Wednesday August 8, 2018   |
Brown Thrashers are secretive birds and the best singers in “The World.”

Last Friday, my dear friend Jennifer invited me to her ranch southwest of Bismarck where we enjoyed a fun evening relaxing at the edge of the Heart River breaks, one of the prettiest mixes of prairie hills carved by wooded coulees leading to the Heart River. When I was first introduced to this location as a college student, it was known as “The World,” a special place to visit in the wildlands of Dakota.

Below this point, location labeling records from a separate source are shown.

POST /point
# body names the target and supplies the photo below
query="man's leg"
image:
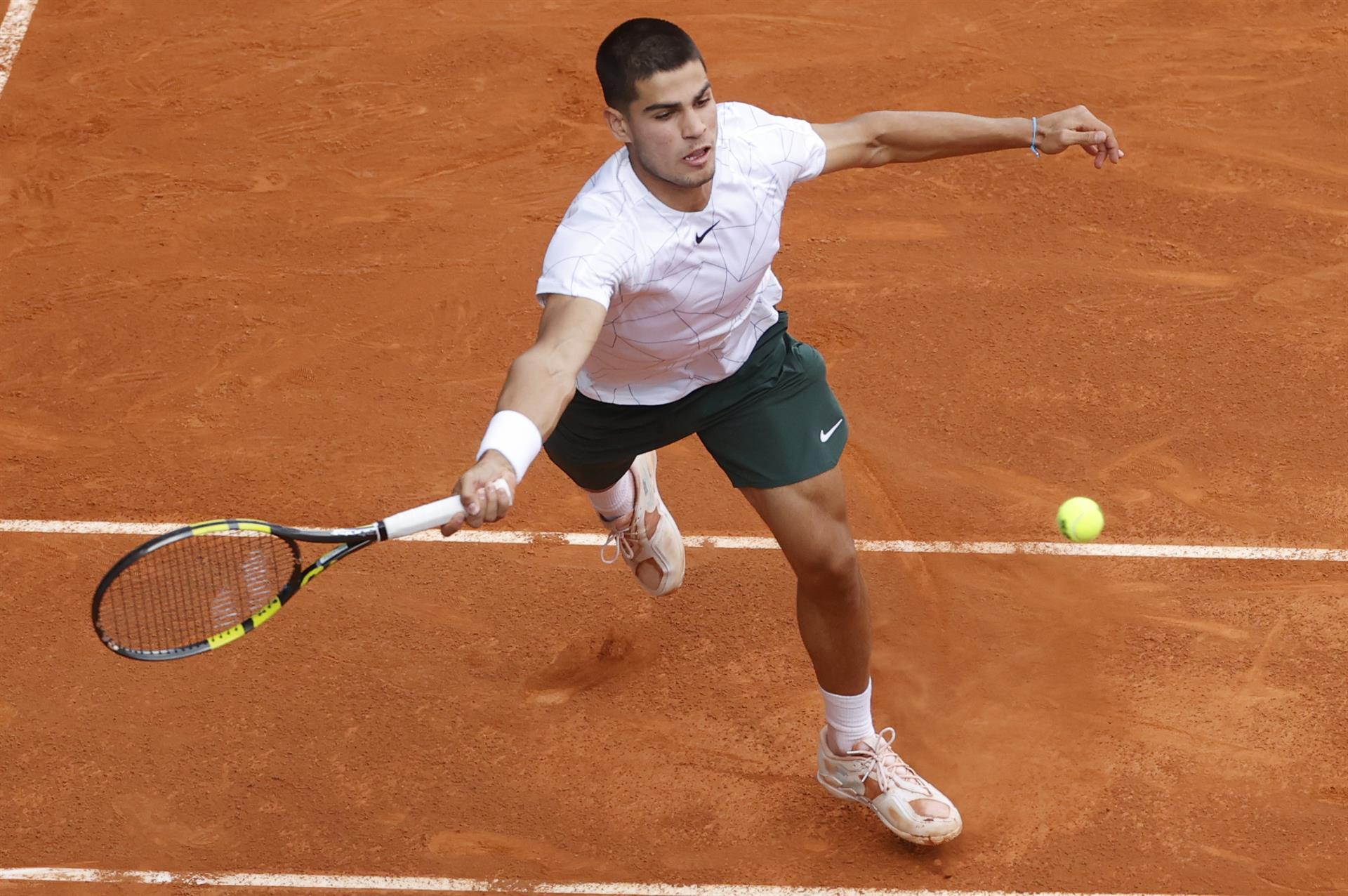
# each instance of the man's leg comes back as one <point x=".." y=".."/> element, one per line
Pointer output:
<point x="608" y="450"/>
<point x="809" y="520"/>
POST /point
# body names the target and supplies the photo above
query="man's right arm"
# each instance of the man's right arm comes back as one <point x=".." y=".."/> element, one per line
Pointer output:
<point x="538" y="386"/>
<point x="542" y="381"/>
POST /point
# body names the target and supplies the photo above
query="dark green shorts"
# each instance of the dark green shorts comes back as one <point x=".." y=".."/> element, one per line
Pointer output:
<point x="773" y="422"/>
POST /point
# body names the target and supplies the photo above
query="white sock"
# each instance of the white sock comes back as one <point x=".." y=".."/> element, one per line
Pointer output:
<point x="848" y="717"/>
<point x="618" y="499"/>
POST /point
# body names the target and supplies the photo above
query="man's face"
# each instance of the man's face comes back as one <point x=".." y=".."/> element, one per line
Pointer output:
<point x="672" y="126"/>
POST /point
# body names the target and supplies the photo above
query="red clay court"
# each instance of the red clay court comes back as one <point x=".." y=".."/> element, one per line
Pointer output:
<point x="272" y="259"/>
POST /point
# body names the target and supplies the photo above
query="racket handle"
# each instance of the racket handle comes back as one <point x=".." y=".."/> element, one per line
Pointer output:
<point x="428" y="516"/>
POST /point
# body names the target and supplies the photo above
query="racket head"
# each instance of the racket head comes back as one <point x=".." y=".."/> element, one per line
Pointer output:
<point x="196" y="588"/>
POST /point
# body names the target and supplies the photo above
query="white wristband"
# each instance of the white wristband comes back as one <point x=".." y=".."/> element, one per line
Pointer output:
<point x="514" y="435"/>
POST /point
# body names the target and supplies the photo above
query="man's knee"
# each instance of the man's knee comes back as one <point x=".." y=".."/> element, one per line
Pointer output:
<point x="833" y="570"/>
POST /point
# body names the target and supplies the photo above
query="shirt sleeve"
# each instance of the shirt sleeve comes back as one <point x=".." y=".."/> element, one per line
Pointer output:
<point x="587" y="256"/>
<point x="791" y="147"/>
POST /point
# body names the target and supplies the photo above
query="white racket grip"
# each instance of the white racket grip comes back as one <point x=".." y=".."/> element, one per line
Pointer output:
<point x="428" y="516"/>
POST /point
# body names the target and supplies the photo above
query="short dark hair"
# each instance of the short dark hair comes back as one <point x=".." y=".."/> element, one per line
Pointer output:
<point x="638" y="49"/>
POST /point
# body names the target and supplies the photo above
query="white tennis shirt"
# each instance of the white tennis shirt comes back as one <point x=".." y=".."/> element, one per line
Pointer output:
<point x="688" y="293"/>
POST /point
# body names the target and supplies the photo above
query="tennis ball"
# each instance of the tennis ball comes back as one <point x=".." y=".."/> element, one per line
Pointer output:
<point x="1080" y="519"/>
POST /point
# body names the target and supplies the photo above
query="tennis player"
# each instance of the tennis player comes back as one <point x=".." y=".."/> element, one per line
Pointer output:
<point x="661" y="321"/>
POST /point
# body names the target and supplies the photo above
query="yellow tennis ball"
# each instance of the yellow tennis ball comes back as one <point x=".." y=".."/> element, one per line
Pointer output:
<point x="1080" y="519"/>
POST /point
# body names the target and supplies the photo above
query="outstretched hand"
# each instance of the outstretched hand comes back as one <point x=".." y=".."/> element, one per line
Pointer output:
<point x="1078" y="127"/>
<point x="487" y="489"/>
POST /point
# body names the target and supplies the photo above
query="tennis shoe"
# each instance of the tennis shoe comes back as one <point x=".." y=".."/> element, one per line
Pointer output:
<point x="647" y="538"/>
<point x="874" y="775"/>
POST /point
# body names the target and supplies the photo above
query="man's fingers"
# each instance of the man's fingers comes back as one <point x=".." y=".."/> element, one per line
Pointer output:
<point x="505" y="497"/>
<point x="1078" y="138"/>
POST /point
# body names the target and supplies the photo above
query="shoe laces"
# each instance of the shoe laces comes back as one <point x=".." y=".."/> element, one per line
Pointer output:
<point x="880" y="760"/>
<point x="623" y="543"/>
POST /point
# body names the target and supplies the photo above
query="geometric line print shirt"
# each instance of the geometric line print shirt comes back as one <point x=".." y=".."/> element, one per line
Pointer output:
<point x="681" y="315"/>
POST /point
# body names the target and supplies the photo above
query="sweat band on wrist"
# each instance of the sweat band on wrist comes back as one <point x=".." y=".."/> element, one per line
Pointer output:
<point x="514" y="435"/>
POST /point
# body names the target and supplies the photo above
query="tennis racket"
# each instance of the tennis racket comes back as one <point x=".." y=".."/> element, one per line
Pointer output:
<point x="201" y="586"/>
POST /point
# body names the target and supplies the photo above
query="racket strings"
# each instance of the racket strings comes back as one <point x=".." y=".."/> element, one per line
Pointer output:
<point x="189" y="591"/>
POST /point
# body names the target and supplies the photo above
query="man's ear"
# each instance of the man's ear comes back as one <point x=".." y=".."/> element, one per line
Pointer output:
<point x="618" y="124"/>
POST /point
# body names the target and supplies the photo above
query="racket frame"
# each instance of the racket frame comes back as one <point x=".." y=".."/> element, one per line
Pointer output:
<point x="348" y="541"/>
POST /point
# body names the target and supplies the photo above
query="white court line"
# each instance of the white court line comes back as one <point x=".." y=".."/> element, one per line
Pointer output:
<point x="748" y="542"/>
<point x="11" y="34"/>
<point x="468" y="885"/>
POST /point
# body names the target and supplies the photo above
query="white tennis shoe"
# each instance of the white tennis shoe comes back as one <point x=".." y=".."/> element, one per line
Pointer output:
<point x="647" y="539"/>
<point x="874" y="775"/>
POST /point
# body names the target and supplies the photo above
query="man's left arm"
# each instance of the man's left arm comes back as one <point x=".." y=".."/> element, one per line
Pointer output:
<point x="879" y="138"/>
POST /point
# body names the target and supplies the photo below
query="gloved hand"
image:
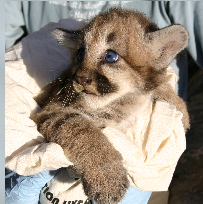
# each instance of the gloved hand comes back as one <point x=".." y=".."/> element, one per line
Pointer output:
<point x="27" y="188"/>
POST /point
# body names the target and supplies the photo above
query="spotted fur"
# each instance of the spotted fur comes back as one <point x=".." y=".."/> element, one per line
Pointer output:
<point x="95" y="93"/>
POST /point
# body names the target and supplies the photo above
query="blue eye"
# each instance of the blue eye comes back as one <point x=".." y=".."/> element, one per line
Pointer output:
<point x="81" y="54"/>
<point x="111" y="56"/>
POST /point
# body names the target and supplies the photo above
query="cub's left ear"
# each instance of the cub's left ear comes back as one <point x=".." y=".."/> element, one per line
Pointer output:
<point x="166" y="44"/>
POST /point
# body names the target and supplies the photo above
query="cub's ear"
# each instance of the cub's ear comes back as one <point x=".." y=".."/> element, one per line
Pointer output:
<point x="66" y="38"/>
<point x="166" y="44"/>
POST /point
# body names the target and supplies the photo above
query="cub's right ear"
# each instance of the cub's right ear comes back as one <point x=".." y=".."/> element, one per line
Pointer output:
<point x="66" y="38"/>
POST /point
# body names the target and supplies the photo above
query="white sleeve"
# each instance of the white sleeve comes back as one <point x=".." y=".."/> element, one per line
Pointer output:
<point x="30" y="65"/>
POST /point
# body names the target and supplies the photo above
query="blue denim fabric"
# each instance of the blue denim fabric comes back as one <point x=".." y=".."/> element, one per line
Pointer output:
<point x="26" y="189"/>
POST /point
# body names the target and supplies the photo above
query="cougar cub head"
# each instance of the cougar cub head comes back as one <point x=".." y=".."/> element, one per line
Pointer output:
<point x="119" y="52"/>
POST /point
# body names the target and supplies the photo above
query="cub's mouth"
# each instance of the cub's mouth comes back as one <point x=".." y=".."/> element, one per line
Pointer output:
<point x="97" y="86"/>
<point x="80" y="88"/>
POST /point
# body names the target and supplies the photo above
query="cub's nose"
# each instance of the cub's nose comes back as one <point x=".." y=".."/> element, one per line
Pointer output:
<point x="83" y="80"/>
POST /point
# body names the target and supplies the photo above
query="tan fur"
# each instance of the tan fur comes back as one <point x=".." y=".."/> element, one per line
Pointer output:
<point x="95" y="93"/>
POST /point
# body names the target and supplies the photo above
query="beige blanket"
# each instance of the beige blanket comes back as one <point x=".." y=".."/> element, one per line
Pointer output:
<point x="150" y="148"/>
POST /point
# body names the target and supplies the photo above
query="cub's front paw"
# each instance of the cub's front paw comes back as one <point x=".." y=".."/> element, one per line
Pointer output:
<point x="106" y="185"/>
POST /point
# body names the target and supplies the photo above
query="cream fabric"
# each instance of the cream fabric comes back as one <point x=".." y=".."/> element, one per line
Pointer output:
<point x="150" y="148"/>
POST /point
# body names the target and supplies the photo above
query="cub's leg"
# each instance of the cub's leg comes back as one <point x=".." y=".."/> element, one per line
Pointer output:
<point x="102" y="173"/>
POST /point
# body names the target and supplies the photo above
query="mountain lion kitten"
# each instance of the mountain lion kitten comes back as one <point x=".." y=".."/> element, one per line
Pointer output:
<point x="118" y="68"/>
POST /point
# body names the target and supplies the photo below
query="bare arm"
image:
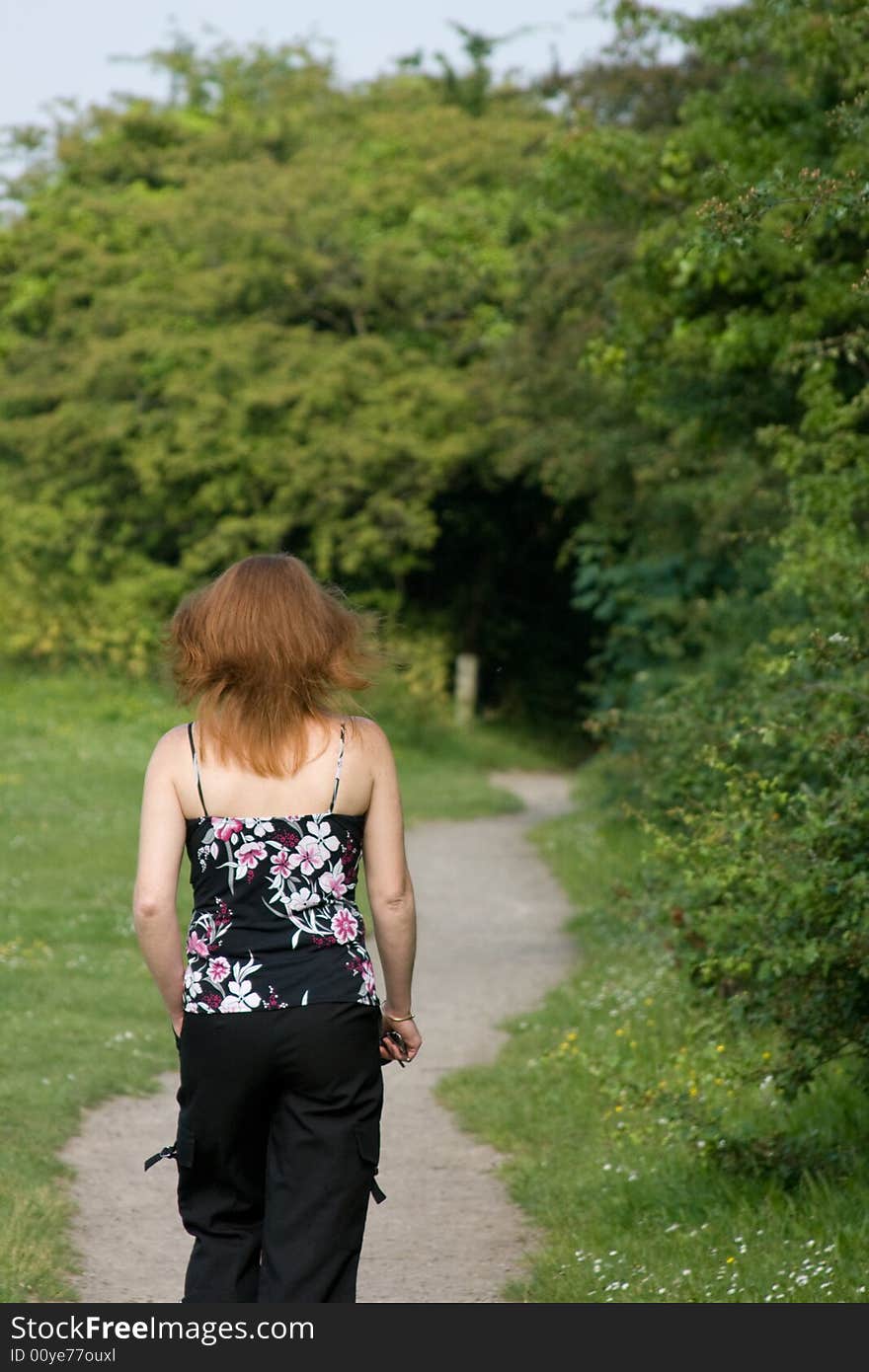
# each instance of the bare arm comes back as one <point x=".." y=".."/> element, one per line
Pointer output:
<point x="161" y="845"/>
<point x="390" y="889"/>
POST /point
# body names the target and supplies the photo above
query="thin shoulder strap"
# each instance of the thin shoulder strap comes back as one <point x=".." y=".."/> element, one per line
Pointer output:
<point x="193" y="748"/>
<point x="341" y="757"/>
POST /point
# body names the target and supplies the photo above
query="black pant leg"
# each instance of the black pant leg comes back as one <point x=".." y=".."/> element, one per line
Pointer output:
<point x="323" y="1153"/>
<point x="221" y="1150"/>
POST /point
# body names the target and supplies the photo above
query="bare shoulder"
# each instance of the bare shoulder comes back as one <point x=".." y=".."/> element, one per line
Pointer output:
<point x="369" y="734"/>
<point x="169" y="745"/>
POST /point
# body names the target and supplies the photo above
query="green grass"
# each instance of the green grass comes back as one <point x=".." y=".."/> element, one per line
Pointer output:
<point x="615" y="1106"/>
<point x="81" y="1019"/>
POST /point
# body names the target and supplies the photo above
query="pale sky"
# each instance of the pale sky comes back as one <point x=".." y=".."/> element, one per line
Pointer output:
<point x="62" y="48"/>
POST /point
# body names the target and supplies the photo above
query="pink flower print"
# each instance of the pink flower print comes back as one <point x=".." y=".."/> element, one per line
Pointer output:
<point x="308" y="857"/>
<point x="231" y="1006"/>
<point x="301" y="897"/>
<point x="323" y="834"/>
<point x="224" y="829"/>
<point x="247" y="857"/>
<point x="280" y="864"/>
<point x="193" y="982"/>
<point x="333" y="881"/>
<point x="242" y="995"/>
<point x="344" y="926"/>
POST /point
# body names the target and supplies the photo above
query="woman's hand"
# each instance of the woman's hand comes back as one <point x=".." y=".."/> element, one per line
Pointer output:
<point x="408" y="1048"/>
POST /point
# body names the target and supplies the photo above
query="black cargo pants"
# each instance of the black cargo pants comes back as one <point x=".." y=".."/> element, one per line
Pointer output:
<point x="277" y="1146"/>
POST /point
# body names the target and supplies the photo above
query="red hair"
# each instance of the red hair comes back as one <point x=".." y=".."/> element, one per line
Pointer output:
<point x="267" y="648"/>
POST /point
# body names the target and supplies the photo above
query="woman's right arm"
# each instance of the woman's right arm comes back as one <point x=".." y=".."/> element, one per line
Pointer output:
<point x="390" y="889"/>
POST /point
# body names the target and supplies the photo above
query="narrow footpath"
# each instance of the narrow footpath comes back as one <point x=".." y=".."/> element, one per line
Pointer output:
<point x="490" y="945"/>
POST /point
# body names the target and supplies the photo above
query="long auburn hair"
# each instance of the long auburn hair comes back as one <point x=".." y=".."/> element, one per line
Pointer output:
<point x="267" y="648"/>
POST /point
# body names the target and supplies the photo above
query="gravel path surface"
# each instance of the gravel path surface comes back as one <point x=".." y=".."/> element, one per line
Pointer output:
<point x="490" y="945"/>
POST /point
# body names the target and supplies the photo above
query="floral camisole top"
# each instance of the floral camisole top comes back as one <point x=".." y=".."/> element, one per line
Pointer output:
<point x="275" y="921"/>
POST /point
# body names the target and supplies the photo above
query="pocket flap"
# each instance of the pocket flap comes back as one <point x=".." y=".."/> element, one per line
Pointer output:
<point x="184" y="1144"/>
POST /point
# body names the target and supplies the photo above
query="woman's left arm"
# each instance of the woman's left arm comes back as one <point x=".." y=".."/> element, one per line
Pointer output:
<point x="161" y="845"/>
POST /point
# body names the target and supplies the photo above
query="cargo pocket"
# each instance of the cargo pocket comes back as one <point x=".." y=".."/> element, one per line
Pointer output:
<point x="182" y="1150"/>
<point x="184" y="1144"/>
<point x="368" y="1143"/>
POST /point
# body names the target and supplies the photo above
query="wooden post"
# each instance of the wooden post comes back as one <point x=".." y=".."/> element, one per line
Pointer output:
<point x="464" y="692"/>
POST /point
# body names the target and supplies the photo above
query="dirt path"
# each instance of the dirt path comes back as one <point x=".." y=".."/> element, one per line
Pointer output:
<point x="490" y="943"/>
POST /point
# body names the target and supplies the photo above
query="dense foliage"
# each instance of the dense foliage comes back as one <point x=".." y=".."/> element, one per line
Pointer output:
<point x="256" y="317"/>
<point x="728" y="552"/>
<point x="517" y="366"/>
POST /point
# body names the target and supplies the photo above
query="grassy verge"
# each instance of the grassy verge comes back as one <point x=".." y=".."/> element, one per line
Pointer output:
<point x="651" y="1172"/>
<point x="81" y="1020"/>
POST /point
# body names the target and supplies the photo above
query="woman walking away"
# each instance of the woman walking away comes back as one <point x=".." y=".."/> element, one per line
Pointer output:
<point x="272" y="996"/>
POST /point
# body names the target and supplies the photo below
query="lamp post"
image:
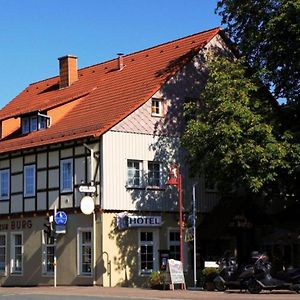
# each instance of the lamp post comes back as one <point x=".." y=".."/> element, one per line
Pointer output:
<point x="175" y="178"/>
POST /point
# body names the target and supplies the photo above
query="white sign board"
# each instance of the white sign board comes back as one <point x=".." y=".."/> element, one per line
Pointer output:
<point x="176" y="272"/>
<point x="144" y="221"/>
<point x="87" y="189"/>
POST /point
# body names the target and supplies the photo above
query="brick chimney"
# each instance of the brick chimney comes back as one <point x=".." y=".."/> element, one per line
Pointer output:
<point x="67" y="70"/>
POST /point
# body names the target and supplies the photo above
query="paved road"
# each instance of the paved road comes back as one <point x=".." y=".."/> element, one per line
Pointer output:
<point x="90" y="293"/>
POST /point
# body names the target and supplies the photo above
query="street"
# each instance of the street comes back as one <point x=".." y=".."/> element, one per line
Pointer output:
<point x="89" y="293"/>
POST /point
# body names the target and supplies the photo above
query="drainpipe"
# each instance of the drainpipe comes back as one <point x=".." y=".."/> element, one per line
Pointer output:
<point x="94" y="214"/>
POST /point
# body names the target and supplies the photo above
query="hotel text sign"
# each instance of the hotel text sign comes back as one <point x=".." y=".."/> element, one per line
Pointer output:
<point x="144" y="221"/>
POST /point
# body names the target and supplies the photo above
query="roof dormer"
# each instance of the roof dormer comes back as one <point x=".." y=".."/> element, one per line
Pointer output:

Jenny and I shared frosty Coronas on the lawn overlooking The World and talked of life and love and politics while identifying all the birds in her world. Jen knew all the species, and because we were west of the Missouri River, there were a number of the western species I don’t see 100 miles to the east. Such western birds as Spotted Towhees, Say’s Phoebes and Red-shafted Northern Flickers, along with favorites of Jennifer’s including Brown Thrashers, American Goldfinches, House Wrens, Lark Sparrows, Eastern Kingbirds, Mourning Doves, a couple migrating Red-eyed Vireos and a soaring Red-tailed Hawk. We watched a Common Nighthawk as it took flight repeatedly, and I was surprised to see it land in a tree, which is rare; well, actually unheard of, in my neighborhood. We even saw both east and west deer – White-tails and Mule Deer – with fawns.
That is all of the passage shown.